How Auburn brought back the Kick Six football for 10th anniversary celebration
The idea began in the summer as members of Auburn’s athletics marketing staff began planning for the 10th anniversary of the Kick Six.
Daniel Watkins, Auburn’s senior associate athletic director for marketing and revenue generation, said they had to find some unique way to honor the most famous play in Auburn’s history. The staff talked with Auburn legends Chris Davis and Ricardo Louis. Then the idea came to display the football Davis carried 109-yards across the Jordan-Hare Stadium field. They wanted to have it be part of an eventual pop-up shop selling commemorative merchandise from the legendary 2013 game before this year’s edition of the Iron Bowl.
But Watkins didn’t know where the ball was.

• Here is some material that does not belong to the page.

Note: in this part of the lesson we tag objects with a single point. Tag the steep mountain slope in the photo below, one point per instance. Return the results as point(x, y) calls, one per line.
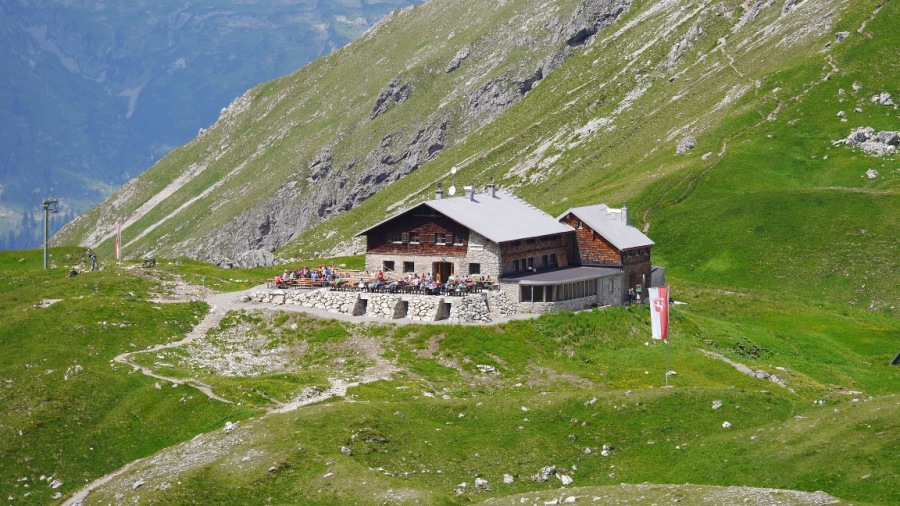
point(93, 93)
point(293, 152)
point(667, 97)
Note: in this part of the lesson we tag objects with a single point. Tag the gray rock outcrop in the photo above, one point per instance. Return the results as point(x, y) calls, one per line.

“I didn’t think to ask about the ball,” Watkins said.
Once the ball was retrieved, Watkins said the next step was finding a way to display the ball which would both allow fans to take pictures with it and shop the Louis and Davis jerseys — which the two former Auburn players both made a royalty on — along with other gear including a Yeti tumbler with the radio call of the Kick Six printed on the side.
The Kick Six ball has really never been properly displayed. After Davis scored in 2013, he dropped the ball near the first “U” in the word Auburn painted in the north endzone. In the swarm of chaos storming the field around him, somehow no one picked up the ball until a student equipment manager had the wise thought to grab it.
He then brought the ball back to then-head equipment manager Dana Marquez who delivered the ball to then-athletic director Jay Jacobs. Jacobs never put the ball on display or in a case. He left it on his desk for people to take pictures of and him to look back at the memories. When he left Auburn, plans to display the ball were never fulfilled and the ball ended up with sports information director Kirk Sampson in a storage cabinet.
“We need to put this thing in a place that it looks presentable,” Watkins said. “The last thing we need is for somebody to grab the ball and run. We wanted to put in a really nice trophy case and luckily between the football and basketball offices we got plenty of trophy cases around here.”
This was the next step in the ball’s 10-year timeline since it was made famous. It was the largest public viewing since the 87,451 people who saw Davis catch the ball in the back of the south endzone.
But what’s next?
Before the ball ended up in a cabinet, Auburn had planned on putting the ball in case in Neville Arena or the newly constructed Woltosz Football Performance Center. But between a pandemic, multiple athletic director and football coaching changes since Jacobs left, it never happened.
Watkins said Auburn is currently considering either making plans to display the ball on campus or send it to the College Football Hall of Fame in Atlanta.
No decision has been made just yet.
“It’s one of the most iconic college football plays in football history,” Watkins said. “Ten years ago, there’s a 2013 team that played on this field that’s really special to this fanbase. They’re SEC champions. They had not only the Kick Six, but the Prayer (at Jordan-Hare). For us, it’s something to celebrate.”